No que pertine à determinação de que as Centrais Sindicais elegerão o sindicato representativo para fins de negociação coletiva, algumas questões merecem consideração: Inicialmente, a PEC acaba por reconhecer, juridicamente, as Centrais Sindicais, entes que atualmente possuem reconhecimento apenas político. Infere-se que, dado o antagonismo que caracteriza as diversas centrais hoje existentes no Brasil, buscou-se uma saída incessantemente negociada com as respectivas lideranças a fim de que pudesse o texto da PEC atender aos interesses de tais atores sociais. Assim, uma vez que a própria CUT é contra a adoção irrestrita da Convenção 87, da OIT, "costurou-se" um acordo político que, salvo melhor juízo, pode piorar ainda mais o já combalido sistema sindical brasileiro.
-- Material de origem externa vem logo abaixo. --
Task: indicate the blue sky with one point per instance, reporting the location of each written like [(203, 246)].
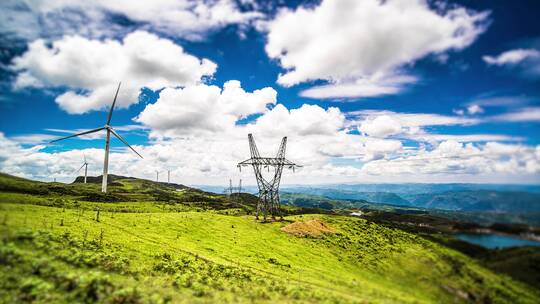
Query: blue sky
[(464, 90)]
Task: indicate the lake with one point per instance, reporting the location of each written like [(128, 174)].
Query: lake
[(493, 241)]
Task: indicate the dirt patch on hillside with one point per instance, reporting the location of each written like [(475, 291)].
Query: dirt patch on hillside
[(308, 228)]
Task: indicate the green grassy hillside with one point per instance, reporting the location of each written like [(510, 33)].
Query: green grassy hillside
[(149, 243)]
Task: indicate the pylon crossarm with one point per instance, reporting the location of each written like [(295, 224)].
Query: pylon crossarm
[(267, 161)]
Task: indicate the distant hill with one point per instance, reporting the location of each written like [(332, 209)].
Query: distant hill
[(480, 200), (376, 197)]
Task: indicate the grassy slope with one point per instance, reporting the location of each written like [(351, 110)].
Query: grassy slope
[(179, 252)]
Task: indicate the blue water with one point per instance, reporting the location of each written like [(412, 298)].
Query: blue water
[(493, 241)]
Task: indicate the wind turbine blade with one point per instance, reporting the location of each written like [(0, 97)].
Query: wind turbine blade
[(114, 102), (80, 168), (124, 141), (78, 134)]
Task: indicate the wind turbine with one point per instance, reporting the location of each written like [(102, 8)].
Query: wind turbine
[(85, 165), (109, 130)]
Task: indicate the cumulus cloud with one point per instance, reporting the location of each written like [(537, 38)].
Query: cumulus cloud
[(189, 19), (410, 121), (91, 69), (381, 126), (474, 109), (527, 114), (413, 126), (376, 39), (458, 159), (204, 108), (511, 57), (525, 61)]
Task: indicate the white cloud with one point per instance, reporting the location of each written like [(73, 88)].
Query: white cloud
[(462, 138), (204, 108), (527, 114), (474, 109), (413, 120), (493, 161), (188, 19), (381, 126), (511, 57), (501, 101), (376, 39), (524, 61), (95, 67), (363, 87)]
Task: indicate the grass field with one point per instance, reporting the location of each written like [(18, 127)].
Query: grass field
[(154, 244)]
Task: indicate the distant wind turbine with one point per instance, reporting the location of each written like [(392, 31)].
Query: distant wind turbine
[(85, 165), (107, 141)]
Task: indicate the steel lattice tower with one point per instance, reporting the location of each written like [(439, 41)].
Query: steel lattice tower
[(268, 203)]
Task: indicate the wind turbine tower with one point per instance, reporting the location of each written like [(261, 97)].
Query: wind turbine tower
[(110, 131), (268, 202), (85, 165)]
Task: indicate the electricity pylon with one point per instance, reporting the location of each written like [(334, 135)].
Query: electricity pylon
[(230, 190), (268, 203)]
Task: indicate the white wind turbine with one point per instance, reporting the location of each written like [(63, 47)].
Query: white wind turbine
[(107, 141), (85, 165)]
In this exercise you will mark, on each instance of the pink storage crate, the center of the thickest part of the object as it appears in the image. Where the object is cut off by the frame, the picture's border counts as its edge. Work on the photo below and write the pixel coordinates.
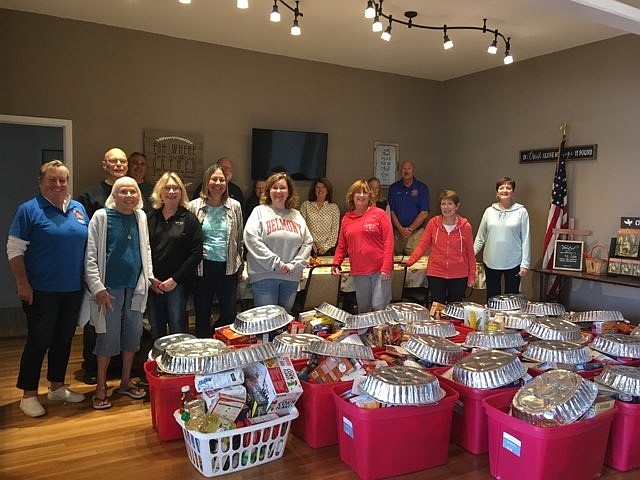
(469, 428)
(385, 442)
(623, 451)
(521, 451)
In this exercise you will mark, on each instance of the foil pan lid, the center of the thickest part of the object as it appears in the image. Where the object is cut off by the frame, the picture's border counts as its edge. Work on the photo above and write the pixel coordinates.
(371, 319)
(333, 312)
(551, 328)
(402, 386)
(261, 320)
(518, 321)
(410, 312)
(508, 301)
(498, 339)
(436, 350)
(239, 358)
(557, 351)
(488, 369)
(556, 397)
(189, 356)
(340, 349)
(622, 378)
(617, 344)
(544, 308)
(294, 344)
(436, 328)
(162, 343)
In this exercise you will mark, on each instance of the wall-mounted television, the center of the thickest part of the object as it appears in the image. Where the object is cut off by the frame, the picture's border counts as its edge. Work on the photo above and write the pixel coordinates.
(302, 155)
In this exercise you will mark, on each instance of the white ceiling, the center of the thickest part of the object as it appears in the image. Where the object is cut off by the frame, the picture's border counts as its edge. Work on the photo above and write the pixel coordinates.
(335, 31)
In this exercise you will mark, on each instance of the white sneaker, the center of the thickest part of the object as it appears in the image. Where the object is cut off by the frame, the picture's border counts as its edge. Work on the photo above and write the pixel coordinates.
(65, 395)
(31, 407)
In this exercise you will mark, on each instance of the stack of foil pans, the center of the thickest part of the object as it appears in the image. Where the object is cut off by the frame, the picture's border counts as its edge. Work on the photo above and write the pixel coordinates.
(488, 369)
(549, 328)
(340, 349)
(436, 328)
(410, 312)
(556, 397)
(161, 344)
(509, 301)
(518, 321)
(189, 356)
(436, 350)
(261, 320)
(402, 386)
(294, 345)
(543, 308)
(557, 351)
(617, 344)
(621, 378)
(333, 312)
(490, 340)
(370, 319)
(239, 358)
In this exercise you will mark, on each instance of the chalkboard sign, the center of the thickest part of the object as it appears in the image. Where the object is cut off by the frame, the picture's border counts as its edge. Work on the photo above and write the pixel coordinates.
(567, 255)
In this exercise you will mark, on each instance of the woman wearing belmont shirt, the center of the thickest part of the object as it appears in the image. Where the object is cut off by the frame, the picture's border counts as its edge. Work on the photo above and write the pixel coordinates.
(278, 245)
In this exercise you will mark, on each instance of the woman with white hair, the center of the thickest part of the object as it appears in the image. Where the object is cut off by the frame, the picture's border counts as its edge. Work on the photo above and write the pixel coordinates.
(118, 272)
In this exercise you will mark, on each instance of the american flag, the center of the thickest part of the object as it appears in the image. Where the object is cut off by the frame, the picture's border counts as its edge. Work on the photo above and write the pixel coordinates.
(558, 218)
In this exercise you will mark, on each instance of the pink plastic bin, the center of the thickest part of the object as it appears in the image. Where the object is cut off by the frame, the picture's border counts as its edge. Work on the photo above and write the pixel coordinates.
(385, 442)
(623, 451)
(521, 451)
(164, 396)
(469, 428)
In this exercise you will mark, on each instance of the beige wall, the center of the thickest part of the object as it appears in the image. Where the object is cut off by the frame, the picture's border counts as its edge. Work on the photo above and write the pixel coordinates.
(113, 83)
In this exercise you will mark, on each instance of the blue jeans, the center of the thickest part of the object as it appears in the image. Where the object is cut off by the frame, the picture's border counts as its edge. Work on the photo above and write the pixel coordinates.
(273, 291)
(168, 309)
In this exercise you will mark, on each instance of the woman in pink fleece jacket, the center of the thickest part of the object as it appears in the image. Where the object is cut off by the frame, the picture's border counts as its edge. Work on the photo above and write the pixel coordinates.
(366, 235)
(452, 262)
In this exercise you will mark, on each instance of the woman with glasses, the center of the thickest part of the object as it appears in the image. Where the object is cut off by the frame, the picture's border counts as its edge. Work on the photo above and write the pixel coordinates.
(278, 245)
(175, 237)
(220, 218)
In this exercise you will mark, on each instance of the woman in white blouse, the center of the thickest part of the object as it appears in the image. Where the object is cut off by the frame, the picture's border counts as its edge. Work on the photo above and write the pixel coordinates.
(322, 217)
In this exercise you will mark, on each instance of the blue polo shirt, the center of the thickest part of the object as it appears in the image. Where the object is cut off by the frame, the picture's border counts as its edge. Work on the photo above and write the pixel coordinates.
(408, 202)
(54, 258)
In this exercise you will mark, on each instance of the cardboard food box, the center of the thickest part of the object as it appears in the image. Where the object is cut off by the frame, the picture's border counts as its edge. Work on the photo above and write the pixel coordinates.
(276, 381)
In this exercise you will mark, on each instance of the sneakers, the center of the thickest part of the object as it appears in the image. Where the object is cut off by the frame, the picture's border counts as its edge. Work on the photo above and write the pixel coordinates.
(65, 395)
(31, 407)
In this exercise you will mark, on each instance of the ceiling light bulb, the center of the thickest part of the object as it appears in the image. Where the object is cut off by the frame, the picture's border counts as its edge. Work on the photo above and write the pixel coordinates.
(370, 11)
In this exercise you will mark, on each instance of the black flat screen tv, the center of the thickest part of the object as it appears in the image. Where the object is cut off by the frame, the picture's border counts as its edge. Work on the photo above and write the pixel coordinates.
(302, 155)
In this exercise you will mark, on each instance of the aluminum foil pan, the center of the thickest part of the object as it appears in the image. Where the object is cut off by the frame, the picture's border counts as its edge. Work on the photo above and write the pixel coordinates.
(542, 308)
(436, 328)
(488, 369)
(597, 316)
(506, 302)
(497, 340)
(436, 350)
(410, 312)
(556, 397)
(617, 344)
(518, 321)
(162, 343)
(371, 319)
(261, 320)
(549, 328)
(340, 349)
(403, 386)
(239, 358)
(189, 356)
(333, 312)
(557, 351)
(294, 344)
(621, 378)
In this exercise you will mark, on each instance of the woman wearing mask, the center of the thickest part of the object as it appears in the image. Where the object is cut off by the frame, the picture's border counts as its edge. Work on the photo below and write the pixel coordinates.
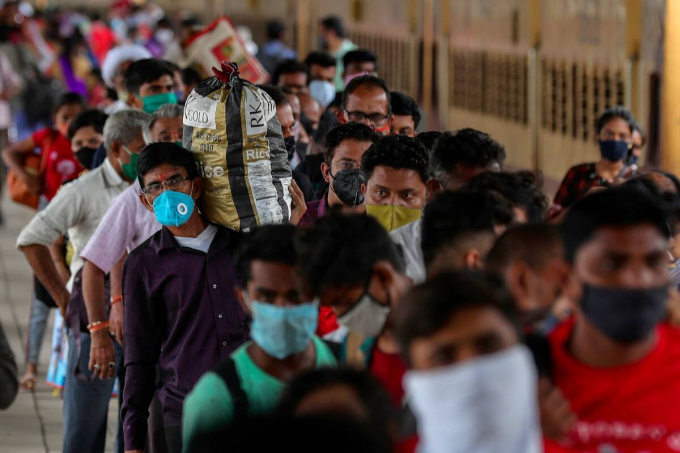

IV - DOS REFLEXOS E CONSEQUÊNCIAS IMPLÍCITAS CONTIDOS NA PEC

O reconhecimento jurídico das centrais sindicais possui uma característica estratégica, sobretudo para o Governo Lula, que no afã de demonstrar seu engajamento por reformas estruturais – sobre as quais o discurso governista praticamente joga nas costas toda a responsabilidade pelo desenvolvimento do País – poderá precarizar ainda mais as relações trabalhistas. Se num primeiro momento foi possível comemorar o arquivamento determinado pelo governo do Projeto de Lei que alteraria o artigo 618, da CLT, e praticamente acabaria com o caráter público da legislação trabalhista, há motivos de sobra para que a preocupação novamente tome conta das mentes mais lúcidas.

É cediço que uma das bandeiras do PT e da CUT, relativamente à questão trabalhista, repousa na instituição do contrato coletivo de trabalho. Nota-se que, apesar de a PEC não fazer qualquer alusão ao mesmo, por via transversa abre-se a efetiva possibilidade do instituto ser adotado, já que desaparecendo a representação por categorias, desapareceriam, natural e acessoriamente, as convenções coletivas de trabalho. Forçoso inferir, pois, que a pretexto de se evitar um retardamento na celebração de "acordos coletivos" pelas disputas de representatividade que seriam travadas pelos diversos sindicatos, acabariam as centrais sindicais celebrando um contrato coletivo de trabalho único, aplicável como legislação mínima à todos os trabalhadores. Caminho aberto para extinção gradual de toda a parte material da CLT.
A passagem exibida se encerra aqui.